Flash Fiction piece: Jefferson and Wade

          I wrote this during my last semester in college.  It was kind of a weird time for me.

     The giant tar ball had been growing steadily since it had pushed its way out of the sewer at eight o’clock that morning.  It had pushed against the grating, lifting it up from the bottom; it was too thick to ooze through the slots.  That was how it started, as a small mound of thick, heavy tar pushing its way out from the ground in the middle of the intersection.  It didn’t stink, it didn’t make any gross noises.  By twelve o’clock it had blocked the entire intersection, going from diverting traffic to the sidewalks, then to the lawns and plazas around nearby office buildings, finally stopping the traffic altogether.  The police got involved, establishing detours for people to travel on to avoid the giant tar ball, and to keep back the crowds of onlookers and allow room for the firefighters who had been called to rescue some foolhardy folks who had (for some reason) tried driving through the ball and gotten hopelessly stuck not a tenth of the way through.  A haz-mat team was called at one point to see what they could make of the tar ball.  However there wasn’t anything toxic about it.  It was just a very big, very sticky glob of a black, tar-like substance expanding slowly out over the intersection of Jefferson and Wade.
      Naturally, this worried a large number of people who realized that if this continued the tar ball would engulf the city in a matter of days.  Some chose to leave the city, packing up their cars or renting trailers or moving vans to carry the things they couldn’t do without.  They went in all directions, an unofficial evacuation to wherever.  More people stayed in their homes, barricading doors and windows and watching the thing expand on the news.  Still more, however, decided to picket the Mayor’s office with signs hastily crafted from brooms and poster board, under the misguided assumption that the Good Mayor knew exactly how to stop it and was just choosing not to.  By two o’clock there were over a thousand people outside the mayor’s office with signs that read “LESS BLOB, MORE JOBS” and “BAN THE BALL,” scrawled across them in sign marker.  The police were called, though none came— they were too busy trying to control the even larger crowds gathered around the still-swelling tar ball.  A local environmentalist group, firmly convinced that the pollution they’d been warning everybody about for the past ten years was finally manifesting itself (albeit in a very strange manner), and joined the crowd around the mayor’s office, introducing their own signs, which they had apparently been saving for a moment such as this.  They brought with them megaphones and shouted slogans about protesting oil spills.  Meanwhile, the mayor was sitting in his office, not knowing what to do besides trying to reassure everyone (via television and radio, because the people outside were certainly not going to listen) that everything was going to be alright.  After all, the rest of the city was perfectly normal despite a slight increase in traffic.  It was just the intersection of Jefferson and Wade that had been blocked by the giant tar ball.  The picketing persisted. 
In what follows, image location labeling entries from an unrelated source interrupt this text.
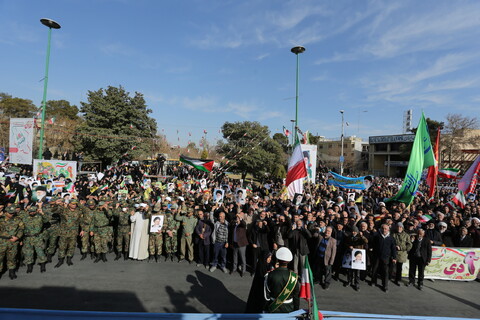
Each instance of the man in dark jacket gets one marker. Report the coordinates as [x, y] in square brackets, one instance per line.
[239, 242]
[298, 242]
[384, 250]
[419, 257]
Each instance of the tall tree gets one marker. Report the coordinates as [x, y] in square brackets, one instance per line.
[116, 124]
[250, 149]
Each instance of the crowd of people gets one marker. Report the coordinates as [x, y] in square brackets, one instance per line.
[133, 214]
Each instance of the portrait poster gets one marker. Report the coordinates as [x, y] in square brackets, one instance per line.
[218, 195]
[55, 168]
[156, 223]
[310, 158]
[21, 140]
[240, 195]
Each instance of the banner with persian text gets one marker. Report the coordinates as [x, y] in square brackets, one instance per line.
[21, 140]
[451, 264]
[48, 169]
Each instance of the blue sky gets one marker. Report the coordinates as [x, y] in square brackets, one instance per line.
[201, 63]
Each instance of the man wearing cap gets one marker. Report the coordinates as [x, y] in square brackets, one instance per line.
[404, 244]
[419, 257]
[188, 222]
[282, 288]
[100, 230]
[33, 240]
[69, 226]
[11, 230]
[52, 233]
[123, 212]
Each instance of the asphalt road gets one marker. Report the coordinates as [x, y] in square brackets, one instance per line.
[140, 286]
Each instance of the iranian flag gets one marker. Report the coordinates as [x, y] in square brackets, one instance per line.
[306, 291]
[450, 173]
[200, 164]
[296, 172]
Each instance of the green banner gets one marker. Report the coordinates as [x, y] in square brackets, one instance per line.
[421, 157]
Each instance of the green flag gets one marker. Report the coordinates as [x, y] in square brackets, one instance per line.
[421, 157]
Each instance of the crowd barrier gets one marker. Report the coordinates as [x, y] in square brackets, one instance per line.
[32, 314]
[451, 264]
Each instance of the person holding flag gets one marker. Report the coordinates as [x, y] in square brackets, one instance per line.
[282, 288]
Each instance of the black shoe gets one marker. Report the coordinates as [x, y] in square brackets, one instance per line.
[11, 274]
[60, 262]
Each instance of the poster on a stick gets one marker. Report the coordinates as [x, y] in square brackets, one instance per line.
[21, 140]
      At four o’clock, the tar ball stopped expanding.  It had rolled slowly across the signs and sidewalks, the small trees and carefully manicured lawns until it had reached the walls of the buildings that lined the streets.  At that point it stopped, and at 4:08 pm precisely it began to recede, and for the next four hours it slipped back into the sewer at twice the rate it had expanded.  Back, over the lawns and walkways, pulling up the grass and dirt as it went, stripping leaves and branches off the small trees, uncovering flattened trash cans and street signs and the two or three unlucky vehicles that it had caught and stopped and rolled over.  By 8:15 that evening, the tar had completely disappeared, leaving nothing but its wreckage and a ring of very confused onlookers in its wake.  

2 comments:

  1. Strange, but intriguing. Just what I'd expect from the author.